Non, le monde est bien trop vaste pour moi. Aujourd’hui, je cours ces 42,19km en 4h00 avec seulement 55% de capacité respiratoire établissant de surcroit un record sans précédant. Cette performance c’est d’abord un défi personnel que je me suis lancé il y a 3 ans. Voilà un an que je ne compte plus que jusqu’à 4, quatre heures, il n’y a plus que ça qui compte. Bien sûr ce chiffre est hautement symbolique sur marathon, mais bien au delà, il y a la portée, le symbole de cette aventure. Le chiffre est le vecteur qui doit permettre au monde d’entendre le message que je veux transmettre. Plus proche de moi je mesure le buzz que l’on a fait sur les réseaux sociaux. C’est indescriptible! On atteint des chiffres astronomique en termes de like, de partages, de clics… On dépasse même les 100 000 clics sur le Facebook de la page “Ensemble au Sommet”. Je suis également impressionné de voir tous ceux que l’on a ému aux larmes ou que l’on a fait vibrer. Entre facebook, france tv et le site du marathon, ils étaient très nombreux à courir avec moi en pensée sur les pavés parisiens. J’espère que les gens se serviront de ce souvenir pour avancer plus loin, plus vite, plus humainement. Le dépassement de soi exacerbe les vrais rapports humains. Que d’émotions. C’est beau.

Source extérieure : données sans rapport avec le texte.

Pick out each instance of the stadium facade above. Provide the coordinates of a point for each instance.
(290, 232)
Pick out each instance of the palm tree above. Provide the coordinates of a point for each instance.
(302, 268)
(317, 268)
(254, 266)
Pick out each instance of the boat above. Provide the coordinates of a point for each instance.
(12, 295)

Paul Fontaine avec Thibaut Baronian et Laurent Copin.

Paul Fontaine avec Thibaut Baronian et Laurent Copin.

C’est votre troisième marathon parisien et celui-ci, vous l’avez préparé avec minutie et une énorme motivation… Vous expliquiez, à J-2, que cette préparation vous a permis de mieux vous connaître, de mieux connaître la maladie pour mieux la combattre…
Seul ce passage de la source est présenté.